Baca: Kasus Sumber Waras, Hakim Tolak Gugatan Candra Naya
Sengketa ini bermula saat YKSW menjual lahan Rumah Sakit Sumber Waras ke pemerintah DKI Jakarta pada akhir 2014. Lahan sekitar 3,8 hektare milik Sumber Waras hanya memiliki satu pintu masuk yang ada di lahan milik Perhimpunan Sosial Candra Naya.
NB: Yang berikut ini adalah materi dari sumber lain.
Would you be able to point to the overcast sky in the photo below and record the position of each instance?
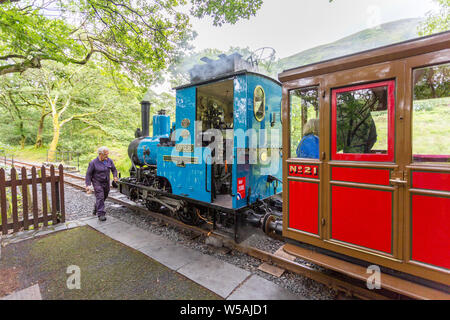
(291, 26)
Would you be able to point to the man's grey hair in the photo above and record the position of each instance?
(102, 150)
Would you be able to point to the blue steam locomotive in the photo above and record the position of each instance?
(221, 160)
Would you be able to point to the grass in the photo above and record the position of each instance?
(118, 154)
(431, 130)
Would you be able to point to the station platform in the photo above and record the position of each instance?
(121, 261)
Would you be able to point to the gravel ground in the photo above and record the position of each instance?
(80, 204)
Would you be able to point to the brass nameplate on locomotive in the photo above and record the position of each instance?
(181, 160)
(185, 123)
(184, 147)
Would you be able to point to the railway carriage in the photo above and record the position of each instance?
(363, 165)
(377, 191)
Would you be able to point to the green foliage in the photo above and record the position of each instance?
(437, 21)
(139, 37)
(225, 11)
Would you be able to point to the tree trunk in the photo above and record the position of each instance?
(55, 139)
(38, 143)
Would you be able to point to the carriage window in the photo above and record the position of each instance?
(431, 114)
(304, 106)
(362, 117)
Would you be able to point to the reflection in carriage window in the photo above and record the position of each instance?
(304, 106)
(362, 121)
(431, 114)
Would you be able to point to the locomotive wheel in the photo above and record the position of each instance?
(134, 194)
(153, 205)
(189, 215)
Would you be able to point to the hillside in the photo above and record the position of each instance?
(385, 34)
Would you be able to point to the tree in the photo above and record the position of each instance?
(437, 21)
(141, 37)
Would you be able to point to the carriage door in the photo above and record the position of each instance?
(365, 181)
(427, 232)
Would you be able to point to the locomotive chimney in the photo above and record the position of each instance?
(145, 114)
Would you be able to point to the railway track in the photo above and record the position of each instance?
(347, 287)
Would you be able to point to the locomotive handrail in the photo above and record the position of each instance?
(206, 173)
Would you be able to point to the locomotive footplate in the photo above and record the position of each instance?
(240, 223)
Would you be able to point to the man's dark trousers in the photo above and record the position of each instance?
(101, 191)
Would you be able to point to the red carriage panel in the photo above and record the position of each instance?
(431, 230)
(304, 206)
(431, 180)
(361, 175)
(362, 217)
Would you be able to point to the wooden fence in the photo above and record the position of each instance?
(19, 208)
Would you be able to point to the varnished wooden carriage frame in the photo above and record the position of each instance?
(394, 62)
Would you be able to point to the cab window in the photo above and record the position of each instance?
(304, 118)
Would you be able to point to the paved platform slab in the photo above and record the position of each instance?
(257, 288)
(108, 270)
(222, 278)
(172, 256)
(127, 234)
(31, 293)
(95, 223)
(216, 275)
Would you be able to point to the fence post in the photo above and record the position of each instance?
(61, 193)
(24, 198)
(35, 198)
(3, 202)
(14, 199)
(44, 195)
(53, 192)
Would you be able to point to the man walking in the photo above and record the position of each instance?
(98, 173)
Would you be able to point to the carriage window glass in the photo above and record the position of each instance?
(431, 114)
(362, 121)
(304, 118)
(259, 103)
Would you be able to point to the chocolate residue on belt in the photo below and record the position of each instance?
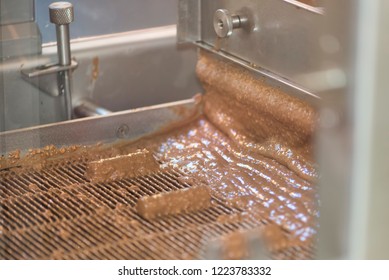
(250, 148)
(172, 203)
(134, 164)
(235, 246)
(232, 218)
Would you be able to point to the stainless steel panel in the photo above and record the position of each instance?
(277, 36)
(19, 39)
(100, 17)
(137, 122)
(19, 11)
(118, 72)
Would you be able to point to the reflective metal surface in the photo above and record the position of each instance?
(119, 72)
(95, 129)
(354, 146)
(277, 36)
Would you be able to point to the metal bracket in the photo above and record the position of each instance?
(46, 77)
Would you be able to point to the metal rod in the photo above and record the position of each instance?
(62, 14)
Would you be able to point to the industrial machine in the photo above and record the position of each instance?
(330, 55)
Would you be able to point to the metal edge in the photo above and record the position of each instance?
(90, 130)
(291, 87)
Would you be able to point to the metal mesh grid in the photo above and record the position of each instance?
(57, 214)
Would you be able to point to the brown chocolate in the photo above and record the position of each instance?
(175, 202)
(235, 246)
(134, 164)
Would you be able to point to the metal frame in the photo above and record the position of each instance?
(354, 146)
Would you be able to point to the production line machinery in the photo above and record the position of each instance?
(295, 47)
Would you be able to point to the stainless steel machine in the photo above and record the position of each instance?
(332, 55)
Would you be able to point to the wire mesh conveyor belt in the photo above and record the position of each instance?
(57, 214)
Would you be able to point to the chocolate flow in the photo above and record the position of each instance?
(249, 148)
(171, 203)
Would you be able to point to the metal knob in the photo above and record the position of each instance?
(61, 13)
(224, 23)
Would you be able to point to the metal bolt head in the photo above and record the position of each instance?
(222, 23)
(61, 13)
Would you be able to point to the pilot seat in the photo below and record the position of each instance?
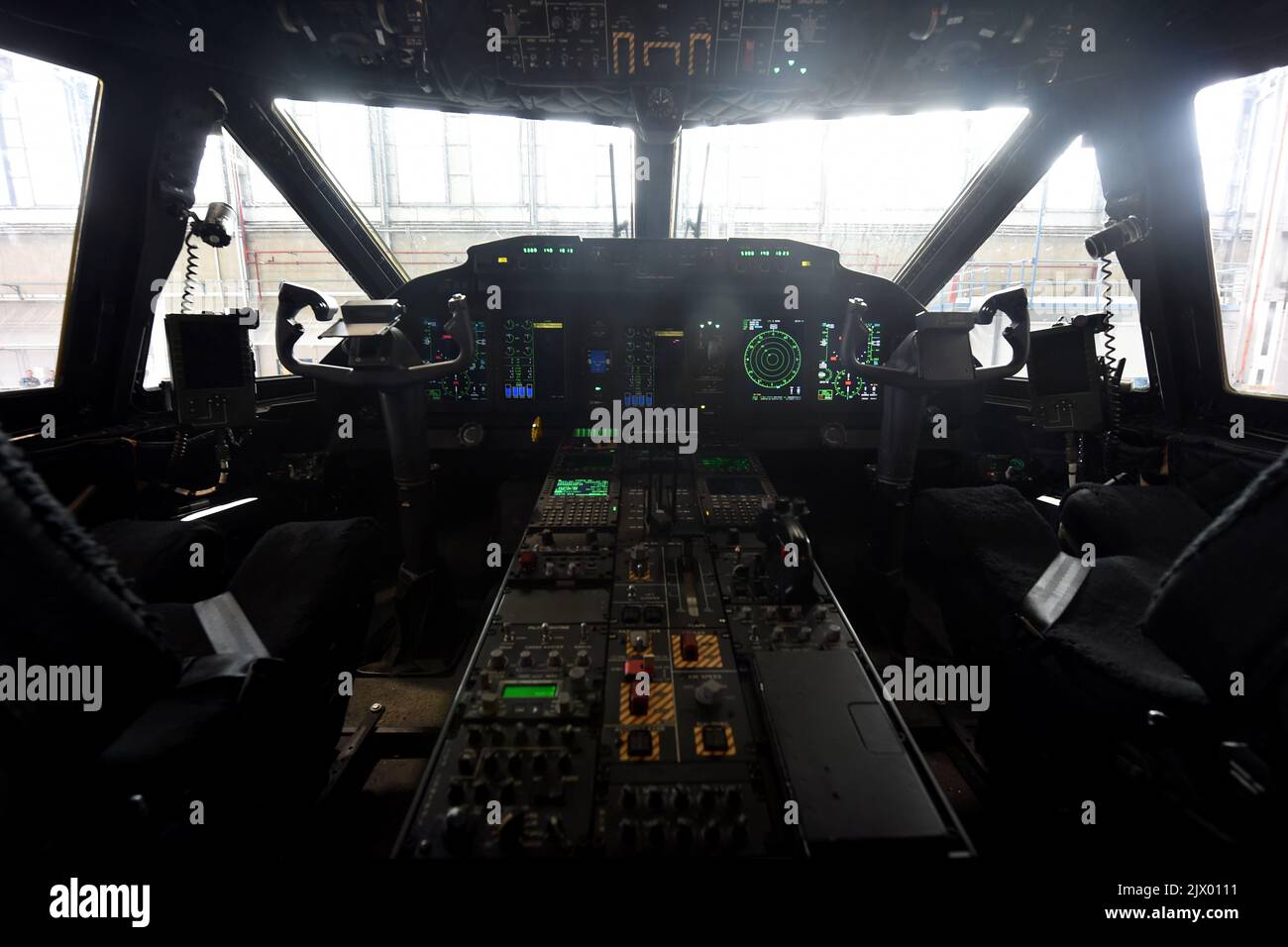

Dalam perjanjian jual-beli, Sumber Waras mengatakan Pemprov dapat menggunakan gerbang tersebut sebagai akses keluar-masuk.
Perhimpunan Sosial Candra Naya lalu menggugat agar pengalihan tanah dari YKSW kepada pemerintah DKI dibatalkan. Menurut mereka, perjanjian jual-beli itu cacat hukum karena tidak melibatkan mereka. Maka Perhimpunan Sosial Candra Naya menggugat YKSW dan turut menggugat Pemprov DKI pada Juni 2016.
Baca: KPK Tetap Usut Sumber Waras, Ini Alasannya
Berdasarkan bukti, fakta, dan saksi ahli dalam persidangan, hakim memutuskan tanah seluas 3,8 hektare tersebut adalah sah milik YKSW. Hakim menyatakan Perhimpunan Sosial Candra Naya tidak bisa mengajukan bukti ataupun saksi yang memastikan lahan Sumber Waras masih dalam kewenangan Candra Naya.
Sengketa Sumber Waras ini tak hanya dipersoalkan Candra Naya. Badan Pemeriksa Keuangan (BPK) juga melaporkan adanya kesalahan prosedur yang dilakukan pemerintah DKI dalam pembelian lahan senilai Rp 800 miliar ini. Menurut BPK, harga lahan yang dibeli jauh lebih mahal sehingga merugikan keuangan daerah senilai Rp 191 miliar atau 25 persen dari nilai yang dibayarkan.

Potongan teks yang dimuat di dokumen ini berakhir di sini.